FITCuba 2019: Una feria donde Excelencias le lleva a las alturas

Globo Excelencias

La magia de los vuelos en globos aerostáticos históricamente ha seducido a millones de personas en el planeta. Sin embargo, en Cuba, este entretenimiento está condicionado por el recuerdo de un toldero habanero llamado Matías Pérez de hace más de 160 años.

Desde 2018, la empresa española WTB (Windtrotters Balloons), el Grupo Excelencias, la agencia Ecotur y el Club de la Aviación han hecho posible la realización de esos viajes en la isla, que ahora se ha convertido en una extraordinaria aventura.

En FITCuba 2019, nuevamente, Excelencias aspira a borrar los malos recuerdos asociados a Matías Pérez.

Ahí inicia esta experiencia en Cuba. ¿Cuál es nuestra oferta? Un viaje en globo con las vistas más épicas de la bahía habanera, adornado por el encanto histórico de la fortaleza de San Carlos de La Cabaña.

La actividad dura alrededor de una hora. La velocidad no excede los 20 km/h. ¿Lo mejor? Que se ha vivido algo diferente, el viajero percibe el paisaje desde una perspectiva y llega a donde pocos han llegado.

PARA ENTENDER LA HISTORIA

Lejos estuvo el célebre Matías Pérez de ser el primero en volar por los cielos de Cuba montado en un globo aerostático. Antes que él unos cuantos se remontaron en busca de las nubes y con mejor suerte.

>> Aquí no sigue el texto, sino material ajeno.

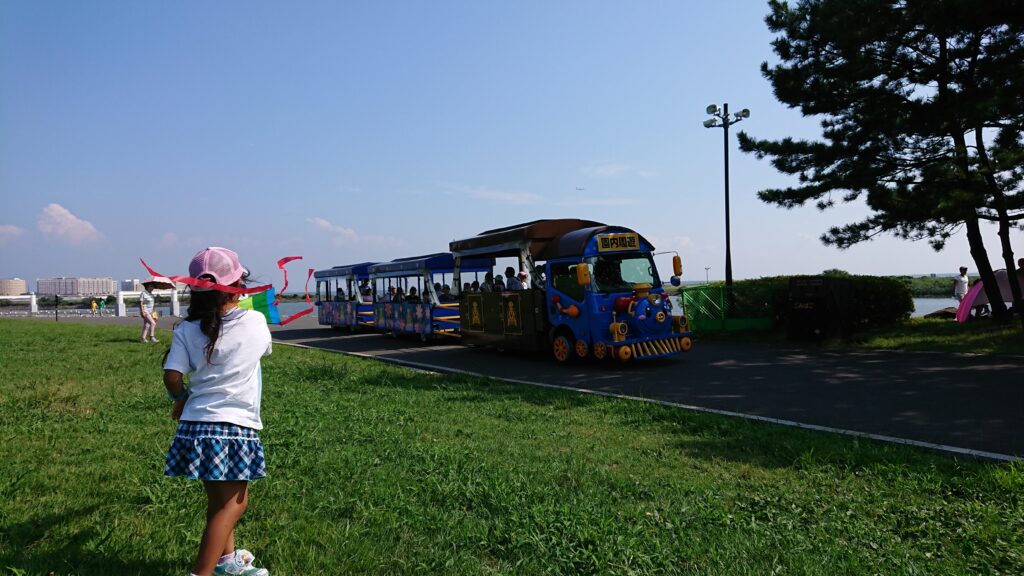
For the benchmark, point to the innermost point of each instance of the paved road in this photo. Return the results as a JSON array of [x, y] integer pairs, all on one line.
[[971, 402]]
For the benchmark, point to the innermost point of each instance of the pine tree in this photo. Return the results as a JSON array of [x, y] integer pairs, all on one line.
[[922, 106]]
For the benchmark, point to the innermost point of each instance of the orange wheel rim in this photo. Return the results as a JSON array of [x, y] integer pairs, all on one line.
[[582, 348], [561, 348]]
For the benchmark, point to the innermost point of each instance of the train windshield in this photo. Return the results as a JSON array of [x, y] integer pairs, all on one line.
[[619, 273]]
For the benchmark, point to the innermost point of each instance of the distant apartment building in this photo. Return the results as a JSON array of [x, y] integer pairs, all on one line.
[[12, 287], [76, 286]]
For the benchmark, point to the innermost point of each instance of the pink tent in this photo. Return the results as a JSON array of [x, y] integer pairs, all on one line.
[[976, 294]]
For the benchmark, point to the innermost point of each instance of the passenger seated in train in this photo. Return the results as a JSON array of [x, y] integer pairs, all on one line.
[[511, 281], [413, 295], [521, 281], [445, 295]]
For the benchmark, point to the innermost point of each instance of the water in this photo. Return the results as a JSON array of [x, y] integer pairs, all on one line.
[[928, 305]]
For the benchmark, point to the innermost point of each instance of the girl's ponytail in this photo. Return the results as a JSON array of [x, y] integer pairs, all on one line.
[[205, 307]]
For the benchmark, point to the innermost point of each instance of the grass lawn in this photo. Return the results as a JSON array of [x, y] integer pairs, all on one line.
[[922, 334], [377, 469], [979, 336]]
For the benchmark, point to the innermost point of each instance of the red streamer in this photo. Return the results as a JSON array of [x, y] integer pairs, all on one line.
[[308, 301], [207, 284]]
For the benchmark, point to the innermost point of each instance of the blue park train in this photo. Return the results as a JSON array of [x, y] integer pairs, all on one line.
[[590, 290]]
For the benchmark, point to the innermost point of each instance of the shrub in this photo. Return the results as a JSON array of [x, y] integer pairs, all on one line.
[[870, 300]]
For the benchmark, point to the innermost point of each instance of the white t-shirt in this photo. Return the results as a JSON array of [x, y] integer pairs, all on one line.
[[145, 298], [228, 387], [960, 288]]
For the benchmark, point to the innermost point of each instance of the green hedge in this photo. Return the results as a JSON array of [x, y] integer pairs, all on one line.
[[872, 300]]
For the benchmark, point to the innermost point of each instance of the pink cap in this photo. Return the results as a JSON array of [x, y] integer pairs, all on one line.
[[218, 264]]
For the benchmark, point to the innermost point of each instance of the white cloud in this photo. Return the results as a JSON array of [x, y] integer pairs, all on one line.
[[496, 196], [598, 202], [9, 233], [677, 243], [341, 236], [613, 169], [57, 222]]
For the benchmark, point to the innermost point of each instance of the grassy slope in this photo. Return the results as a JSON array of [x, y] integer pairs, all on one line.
[[376, 469]]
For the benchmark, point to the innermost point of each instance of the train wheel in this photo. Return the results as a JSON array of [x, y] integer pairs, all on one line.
[[625, 353], [581, 348], [560, 347]]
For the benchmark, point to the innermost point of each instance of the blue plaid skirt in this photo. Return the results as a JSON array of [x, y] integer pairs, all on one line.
[[215, 451]]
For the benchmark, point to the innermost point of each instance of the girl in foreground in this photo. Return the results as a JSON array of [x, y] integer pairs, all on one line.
[[220, 345]]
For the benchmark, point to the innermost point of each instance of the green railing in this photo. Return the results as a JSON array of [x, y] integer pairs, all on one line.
[[714, 307]]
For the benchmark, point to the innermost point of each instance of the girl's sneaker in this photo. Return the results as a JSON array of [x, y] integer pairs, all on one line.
[[241, 565]]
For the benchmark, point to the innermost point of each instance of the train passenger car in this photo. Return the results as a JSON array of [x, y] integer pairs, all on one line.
[[343, 299], [594, 291], [408, 300]]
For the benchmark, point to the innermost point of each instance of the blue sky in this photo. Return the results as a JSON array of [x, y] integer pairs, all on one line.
[[345, 131]]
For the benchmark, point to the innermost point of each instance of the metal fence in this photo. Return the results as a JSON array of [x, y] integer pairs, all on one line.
[[715, 307]]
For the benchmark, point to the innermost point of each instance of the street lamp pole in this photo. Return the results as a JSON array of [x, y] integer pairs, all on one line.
[[722, 119]]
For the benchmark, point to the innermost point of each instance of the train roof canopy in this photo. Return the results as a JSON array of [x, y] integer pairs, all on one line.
[[441, 262], [360, 271], [573, 243], [507, 241]]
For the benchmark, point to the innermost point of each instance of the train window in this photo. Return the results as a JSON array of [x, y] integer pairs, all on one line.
[[563, 279], [621, 272]]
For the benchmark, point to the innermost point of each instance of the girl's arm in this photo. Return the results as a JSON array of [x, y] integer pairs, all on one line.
[[175, 384]]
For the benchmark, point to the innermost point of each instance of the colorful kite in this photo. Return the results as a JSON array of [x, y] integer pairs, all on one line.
[[262, 298]]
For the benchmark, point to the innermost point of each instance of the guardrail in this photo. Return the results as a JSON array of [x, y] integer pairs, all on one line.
[[716, 307]]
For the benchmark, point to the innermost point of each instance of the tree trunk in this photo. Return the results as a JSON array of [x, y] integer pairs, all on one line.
[[980, 256], [961, 161], [999, 200]]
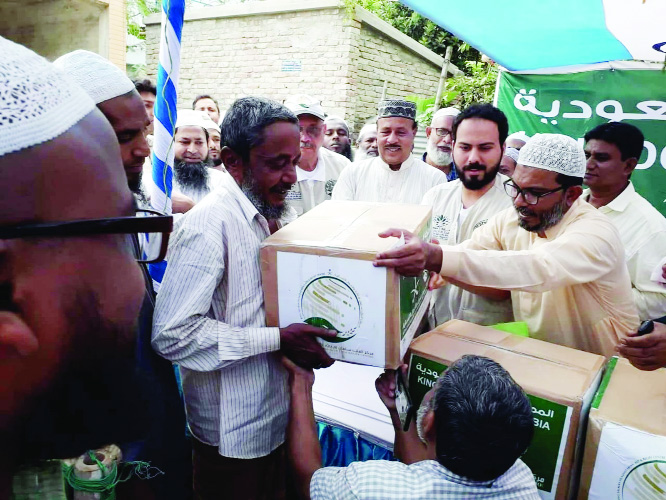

En Cuba los globos aerostáticos comenzaron a ser conocidos en 1796. Todo indica que el primer aeronauta en esta tierra fue el francés Eugenio Robertson. El 19 de marzo de 1829 se elevó desde la Plaza de Armas de La Habana y cayó en un potrero cerca de Nazareno.

En 1830 lo hicieron Virginia Marotte, proveniente de Nueva Orleans, y el galo Adolfo Theodore, quien realizó tres subidas. Le siguió el cubano José Domingo Blinó con dos (1831 y 1833). Después vendrían, entre 1842 y 1856: Hugo Parker, William Paullin, Victor Verdalle y Boudrias de Morat. Eugene Godard destacó por realizar con éxitos varias ascensiones

Sin embargo, solo el llamado Rey de los Toldos, portugués de nacimiento, pero ya aplatanado en la Isla, no logró sobrevivir.

Este apasionado y estudioso de la aeronáutica, que compró en 1 200 duros un globo al famoso piloto galo Eugene Godard, llamado La Villa de París, realizó una primera prueba el 12 de junio de 1856, y en la mañana del 29 repitió el ascenso para nunca más volver.